Dans ce contexte-là, les Chantiers de Thiès sont apparus comme un épiphénomène juste bon à cacher le véritable enjeu derrière l’incarcération du maire de Thiès. Car entre Mes Nafissatou Diop Cissé et Ousmane Sèye, les deux entremetteurs, Idrissa Seck et Abdoulaye Wade, les deux protagonistes, il n’a été question que d’argent, essentiellement. De dizaines de milliards de francs Cfa, pour tout dire de la détermination de l’un et de l’autre à faire le minimum de concessions pour un maximum de profits financiers et politiques.

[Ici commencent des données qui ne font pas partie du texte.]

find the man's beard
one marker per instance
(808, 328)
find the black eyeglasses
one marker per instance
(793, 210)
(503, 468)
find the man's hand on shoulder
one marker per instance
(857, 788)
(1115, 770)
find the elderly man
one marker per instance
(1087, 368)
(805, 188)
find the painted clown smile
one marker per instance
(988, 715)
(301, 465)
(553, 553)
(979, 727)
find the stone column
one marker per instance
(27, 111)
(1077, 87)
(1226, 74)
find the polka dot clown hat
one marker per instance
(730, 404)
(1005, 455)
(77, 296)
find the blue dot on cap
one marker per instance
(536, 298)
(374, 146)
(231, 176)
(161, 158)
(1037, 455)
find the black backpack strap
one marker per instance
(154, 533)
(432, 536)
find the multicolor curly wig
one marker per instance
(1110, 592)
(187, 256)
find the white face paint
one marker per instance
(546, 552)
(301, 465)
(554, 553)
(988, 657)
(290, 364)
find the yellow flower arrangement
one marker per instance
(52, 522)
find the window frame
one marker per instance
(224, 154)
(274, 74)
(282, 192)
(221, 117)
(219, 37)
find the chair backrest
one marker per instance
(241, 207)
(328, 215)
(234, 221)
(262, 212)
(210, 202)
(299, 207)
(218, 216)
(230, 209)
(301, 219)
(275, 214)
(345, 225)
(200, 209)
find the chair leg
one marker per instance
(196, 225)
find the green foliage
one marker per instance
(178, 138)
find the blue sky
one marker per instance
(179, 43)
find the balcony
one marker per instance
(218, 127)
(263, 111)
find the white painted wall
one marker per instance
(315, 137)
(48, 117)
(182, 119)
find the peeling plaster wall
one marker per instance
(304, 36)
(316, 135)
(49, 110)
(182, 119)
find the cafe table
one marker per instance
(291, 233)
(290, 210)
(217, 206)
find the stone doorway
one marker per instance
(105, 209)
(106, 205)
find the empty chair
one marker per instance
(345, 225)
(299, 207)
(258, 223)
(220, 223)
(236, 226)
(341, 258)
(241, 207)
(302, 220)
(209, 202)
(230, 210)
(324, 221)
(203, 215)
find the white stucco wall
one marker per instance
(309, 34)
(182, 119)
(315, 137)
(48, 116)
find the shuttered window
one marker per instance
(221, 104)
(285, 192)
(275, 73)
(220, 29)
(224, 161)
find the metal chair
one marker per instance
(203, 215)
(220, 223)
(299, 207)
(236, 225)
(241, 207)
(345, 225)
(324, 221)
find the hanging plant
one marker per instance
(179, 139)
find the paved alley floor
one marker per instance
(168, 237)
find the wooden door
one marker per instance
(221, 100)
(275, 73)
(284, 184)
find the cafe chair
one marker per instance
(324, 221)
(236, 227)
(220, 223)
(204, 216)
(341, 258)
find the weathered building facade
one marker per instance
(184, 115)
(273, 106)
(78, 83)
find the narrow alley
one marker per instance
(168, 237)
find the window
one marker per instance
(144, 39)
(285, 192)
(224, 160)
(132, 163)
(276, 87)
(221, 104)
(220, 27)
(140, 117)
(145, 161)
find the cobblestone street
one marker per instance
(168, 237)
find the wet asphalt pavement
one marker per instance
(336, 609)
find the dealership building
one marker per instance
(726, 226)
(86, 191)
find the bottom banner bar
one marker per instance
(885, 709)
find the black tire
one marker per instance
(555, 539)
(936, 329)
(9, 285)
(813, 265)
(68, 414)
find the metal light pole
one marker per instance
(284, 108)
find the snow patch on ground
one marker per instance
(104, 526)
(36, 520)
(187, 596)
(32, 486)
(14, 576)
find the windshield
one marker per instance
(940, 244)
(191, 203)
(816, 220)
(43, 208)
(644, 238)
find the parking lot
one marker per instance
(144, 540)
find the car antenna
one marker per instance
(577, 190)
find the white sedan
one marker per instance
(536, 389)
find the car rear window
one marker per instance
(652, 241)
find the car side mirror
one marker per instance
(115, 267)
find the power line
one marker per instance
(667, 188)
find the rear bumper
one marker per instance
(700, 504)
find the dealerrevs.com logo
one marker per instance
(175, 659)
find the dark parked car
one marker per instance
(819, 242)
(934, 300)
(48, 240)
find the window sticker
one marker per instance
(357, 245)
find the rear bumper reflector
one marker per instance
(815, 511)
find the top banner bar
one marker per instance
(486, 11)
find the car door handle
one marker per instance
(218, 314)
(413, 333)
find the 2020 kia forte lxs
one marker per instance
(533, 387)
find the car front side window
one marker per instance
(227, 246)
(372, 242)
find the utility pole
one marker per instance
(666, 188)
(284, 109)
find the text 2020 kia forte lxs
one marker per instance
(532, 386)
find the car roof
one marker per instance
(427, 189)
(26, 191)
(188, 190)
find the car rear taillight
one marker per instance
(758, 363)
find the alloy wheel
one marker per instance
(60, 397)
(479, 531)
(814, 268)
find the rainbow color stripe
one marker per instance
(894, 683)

Pour le chef de l’Etat, c’est presque une affaire d’honneur que de (re)prendre une (sa) part dans le faramineux butin de milliards exfiltrés ou emmagasinés par l’ex-Premier ministre, sinon on serait dans le scénario du mari cocu qui ne trouve sa vengeance que dans le divorce instantané d’avec la femme coupable.

Pour l’ancien Premier ministre, plutôt une avalanche de certitudes : la difficulté politique du pouvoir de prolonger sa détention alors que les faits qui lui sont reprochés sont d’une légèreté qui ne font pas honneur à ceux qui les ont constitués au forceps ; la conviction intime qu’un procès «juste» et «équitable» le laverait de tous ces délits politico-judiciaires imaginés contre lui par ses «ennemis» de l’appareil d’Etat ; l’espoir légitime d’un autre avenir politique que l’argent noir d’ici et d’ailleurs rendrait possible tôt ou tard. Trois éléments qui permettent de comprendre la posture d’intransigeance dans laquelle s’est reposé le maire de Thiès face aux offres de son ex-mentor, si l’on en croit le document rendu public par Le Quotidien dans son édition du lundi 13 novembre 2006. Mais enfin, dans une affaire rocambolesque comme celle-ci, où les engagements ne valent pas un clou, les faibles et les émotifs n’ont en général aucune chance de survie. Abdoulaye Wade et Idrissa Seck et leurs émissaires l’ont compris très tôt. Tant mieux pour eux. Gros dommages pour la République.